Broadcast Layer

Overview

The Broadcast distributed data movement primitive copies data from one worker (or set of workers) to another.

In DistDL, broadcasts map data from tensors on one partition to copies of those tensors on another partition. The broadcast operation applies for partitions with and without a (Cartesian) topology. Topologies may be mixed if the requirements supporting the Broadcast Rules are satisfied.

For the purposes of this documentation, we will assume that an arbitrary global input tensor \({x}\) is partitioned by \(P_x\) and that another partition \(P_y\) exists.

Note

The definition of a broadcast in DistDL goes beyond the classical parallel broadcast operation, for example, MPI_Bcast() in MPI. Such broadcasts typically assume 1-dimensional arrays, broadcast within a group of workers, and neither impose nor exploit topological structure on the set of workers.

Motivation

In distributed deep learning, there are many applications of the broadcast primitive. Depending on computation distribution, and thus partition structure, any tensor in a distributed layer may need to be broadcast. For example, in distributed Convolution Layers, a simple partition of the input tensor in feature space only requires that (small) weight and bias tensors need to be broadcast to all workers. In distributed Linear Layers, the weight tensor is partitioned and the input tensor needs to be broadcast along the flattened feature dimension.

Implementation

A back-end functional implementation supporting DistDL Broadcast must follow the Broadcast Rules and must also support the following options:

  • transpose_src, a boolean which tells the broadcast algorithm to transpose \(P_x\) by implicitly reversing its shape. (Default False)
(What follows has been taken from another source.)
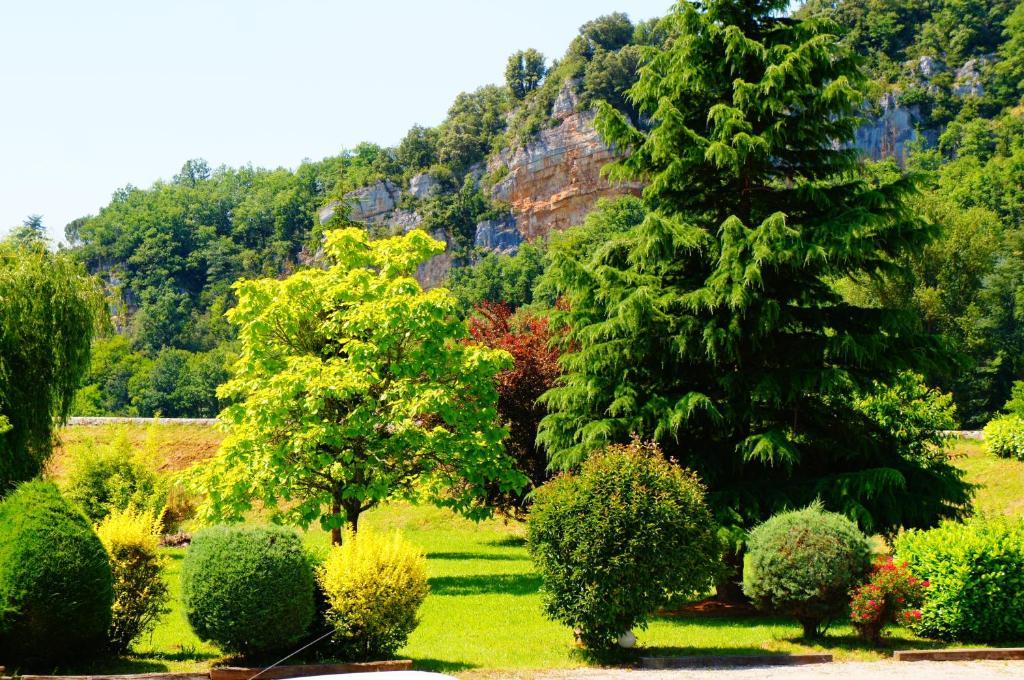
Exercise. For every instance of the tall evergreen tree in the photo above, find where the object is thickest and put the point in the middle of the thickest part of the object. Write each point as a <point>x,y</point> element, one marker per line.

  • transpose_dest, a boolean which tells the broadcast algorithm to transpose \(P_y\) by implicitly reversing its shape. (Default False)

  • preserve_batch, a boolean which tells the broadcast algorithm to ensure that any zero-volume outputs retain the batch size, or first dimension shape, of the input tensor. (Default True)

Note

While it may appear that transpose_src and transpose_dest will have equivalent impact, this is not true because we allow \(\text{dim}(P_x) < \text{dim}(P_y)\). Moreover, when it is true that they are equivalent, there can be semantic information conveyed by the choice of which partition to transpose.
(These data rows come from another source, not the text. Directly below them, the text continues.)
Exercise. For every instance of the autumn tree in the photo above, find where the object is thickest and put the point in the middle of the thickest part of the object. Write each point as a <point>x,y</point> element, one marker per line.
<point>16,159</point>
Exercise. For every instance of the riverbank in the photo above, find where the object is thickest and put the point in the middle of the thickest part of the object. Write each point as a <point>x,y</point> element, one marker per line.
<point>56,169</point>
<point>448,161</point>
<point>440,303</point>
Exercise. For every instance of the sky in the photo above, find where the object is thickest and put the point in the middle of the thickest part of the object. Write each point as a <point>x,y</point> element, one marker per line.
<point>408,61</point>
To support some slightly different broadcast patterns, users can implicitly transpose the input or output partitions. In either transposition, the shape of the partition is implicitly reversed but the structure of the input or output tensor is not changed.

Assumptions

  • The broadcast operation is not in-place. Even if a worker is both a data source and a data destination and even if that data is the same (i.e., the operation is locally an identity), a Torch .clone() of the tensor is returned.
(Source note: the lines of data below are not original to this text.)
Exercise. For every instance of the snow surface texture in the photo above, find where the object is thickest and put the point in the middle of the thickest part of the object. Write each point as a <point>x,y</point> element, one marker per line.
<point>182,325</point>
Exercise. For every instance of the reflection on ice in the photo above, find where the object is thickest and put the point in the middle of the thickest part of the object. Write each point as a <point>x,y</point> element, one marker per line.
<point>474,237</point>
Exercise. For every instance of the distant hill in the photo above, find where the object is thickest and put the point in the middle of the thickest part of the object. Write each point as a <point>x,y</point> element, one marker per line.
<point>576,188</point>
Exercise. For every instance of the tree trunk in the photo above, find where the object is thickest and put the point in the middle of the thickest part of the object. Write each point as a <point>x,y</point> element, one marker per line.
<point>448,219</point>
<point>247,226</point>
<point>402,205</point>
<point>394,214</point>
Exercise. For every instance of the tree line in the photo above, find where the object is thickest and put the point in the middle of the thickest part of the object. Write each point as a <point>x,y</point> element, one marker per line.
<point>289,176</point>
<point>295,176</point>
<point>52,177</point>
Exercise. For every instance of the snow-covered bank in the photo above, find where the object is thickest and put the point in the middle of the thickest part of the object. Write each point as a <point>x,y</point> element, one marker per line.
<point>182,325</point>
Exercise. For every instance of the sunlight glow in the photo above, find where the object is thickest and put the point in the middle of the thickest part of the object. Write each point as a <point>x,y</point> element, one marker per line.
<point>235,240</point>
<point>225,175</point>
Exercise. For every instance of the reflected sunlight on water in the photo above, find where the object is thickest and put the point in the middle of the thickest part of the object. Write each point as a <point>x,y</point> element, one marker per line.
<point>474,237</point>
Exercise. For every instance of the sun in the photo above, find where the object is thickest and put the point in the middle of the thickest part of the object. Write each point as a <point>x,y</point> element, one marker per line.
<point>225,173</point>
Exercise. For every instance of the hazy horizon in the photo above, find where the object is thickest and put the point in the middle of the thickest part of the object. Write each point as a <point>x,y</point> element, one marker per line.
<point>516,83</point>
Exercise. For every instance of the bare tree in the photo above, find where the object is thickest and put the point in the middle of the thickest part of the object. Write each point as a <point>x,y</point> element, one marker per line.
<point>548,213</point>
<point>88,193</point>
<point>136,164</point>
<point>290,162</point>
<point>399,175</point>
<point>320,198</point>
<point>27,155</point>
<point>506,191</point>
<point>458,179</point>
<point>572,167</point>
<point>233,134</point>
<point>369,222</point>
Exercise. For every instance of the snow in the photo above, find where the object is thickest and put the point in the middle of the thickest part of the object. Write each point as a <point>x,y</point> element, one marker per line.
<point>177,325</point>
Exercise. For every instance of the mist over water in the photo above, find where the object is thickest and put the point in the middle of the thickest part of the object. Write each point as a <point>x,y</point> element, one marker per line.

  • A worker may be active in the input partition, output partition, both partitions, or neither partition.

  • If a worker is active in both partitions, it may return different data than it takes as input.

Forward

The forward operation copies tensors from \(P_x\) to \(P_y\), along the broadcastable dimensions of the input partition.

  • A worker that is active in \(P_x\) and \(P_y\) will take a subtensor of \(x\) as input and return a (potentially different) subtensor of \(x\) as output.

  • A worker that is active only in \(P_x\) will take a subtensor of \(x\) as input and return a zero-volume tensor, optionally with the same first dimension (batch size) as the input.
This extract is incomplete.